My friend, who we’ll call H. Cumberdale, recently moved to NYC to attend business school. Discussing the many culinary options available to him there, we inevitably hit upon street kebabs. “Is street meat safe?” he mused. I thought this was an excellent question; I have yet to find the answer.
The NYC Dept. of Health certainly claims to regulate street vendors, and they must go through an application and inspection process as rigorous as any restaurant in the city. However, whether these laws are currently enforced is up for grabs. A New York Times article from 1998 suggested that close to 80% of street vendors were undercooking their meat. It also suggested that the city’s inspectors were confused and overwhelmed when it came to investigating delinquent kebab karts and taco trucks. Now, 10 years later, are things any different? Recent stories have shown police more than willing to crack down on vendors breaking other laws, such as parking carts a few feet out of their proper space.

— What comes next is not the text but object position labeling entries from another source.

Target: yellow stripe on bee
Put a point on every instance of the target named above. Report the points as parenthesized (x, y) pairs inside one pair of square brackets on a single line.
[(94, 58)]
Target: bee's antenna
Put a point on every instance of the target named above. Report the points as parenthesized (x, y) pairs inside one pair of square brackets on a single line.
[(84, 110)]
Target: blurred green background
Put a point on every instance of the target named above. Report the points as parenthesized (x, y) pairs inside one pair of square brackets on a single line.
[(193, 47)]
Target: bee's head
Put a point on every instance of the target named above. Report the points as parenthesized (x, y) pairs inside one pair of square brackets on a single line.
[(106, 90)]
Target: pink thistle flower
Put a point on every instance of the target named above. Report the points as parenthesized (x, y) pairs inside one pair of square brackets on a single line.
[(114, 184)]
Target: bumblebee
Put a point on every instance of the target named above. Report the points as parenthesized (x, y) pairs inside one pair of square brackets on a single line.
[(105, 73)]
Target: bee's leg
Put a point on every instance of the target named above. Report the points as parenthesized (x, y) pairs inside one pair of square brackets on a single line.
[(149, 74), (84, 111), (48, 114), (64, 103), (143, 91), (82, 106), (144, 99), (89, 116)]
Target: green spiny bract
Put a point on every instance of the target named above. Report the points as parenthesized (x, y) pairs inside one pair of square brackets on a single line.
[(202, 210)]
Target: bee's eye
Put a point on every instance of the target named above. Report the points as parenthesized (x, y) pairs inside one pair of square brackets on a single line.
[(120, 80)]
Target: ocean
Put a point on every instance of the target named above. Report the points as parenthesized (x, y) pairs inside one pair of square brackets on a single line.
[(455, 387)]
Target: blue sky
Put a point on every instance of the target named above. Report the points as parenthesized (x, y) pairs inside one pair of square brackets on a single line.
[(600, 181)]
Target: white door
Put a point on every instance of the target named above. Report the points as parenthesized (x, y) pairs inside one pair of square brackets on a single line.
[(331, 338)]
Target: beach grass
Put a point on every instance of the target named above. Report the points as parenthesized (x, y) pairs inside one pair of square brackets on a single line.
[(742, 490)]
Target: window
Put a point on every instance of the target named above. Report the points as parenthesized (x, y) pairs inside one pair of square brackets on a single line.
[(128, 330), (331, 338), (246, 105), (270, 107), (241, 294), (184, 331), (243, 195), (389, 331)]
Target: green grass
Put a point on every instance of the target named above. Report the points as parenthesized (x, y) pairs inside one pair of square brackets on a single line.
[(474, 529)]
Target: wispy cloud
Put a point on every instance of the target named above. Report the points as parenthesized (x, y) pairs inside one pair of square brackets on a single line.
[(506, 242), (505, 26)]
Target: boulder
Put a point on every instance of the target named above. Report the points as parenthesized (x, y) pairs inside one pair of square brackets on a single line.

I contacted the makers of several vendor carts used in the city; none would respond to say whether their products included features designed to make sure meat was being cooked to the proper level. I’m also waiting to see if the Street Vendor Project has any information on vendors keeping up with health codes.
It’s the responsibility of both the city and the vendors to make sure that street meat is safe. It’s an amazing part of our culture, and every great city in the world has its own type of magical carnivore cart. If you have any pictures of street vendors from around the world, send them in and I will post them.
In the meantime, keep in mind that NYC carts are in no way universally safe. Follow the carnivore’s #1 rule: Pay attention what you’re eating! If it’s cold and black, it’s probably not so healthy.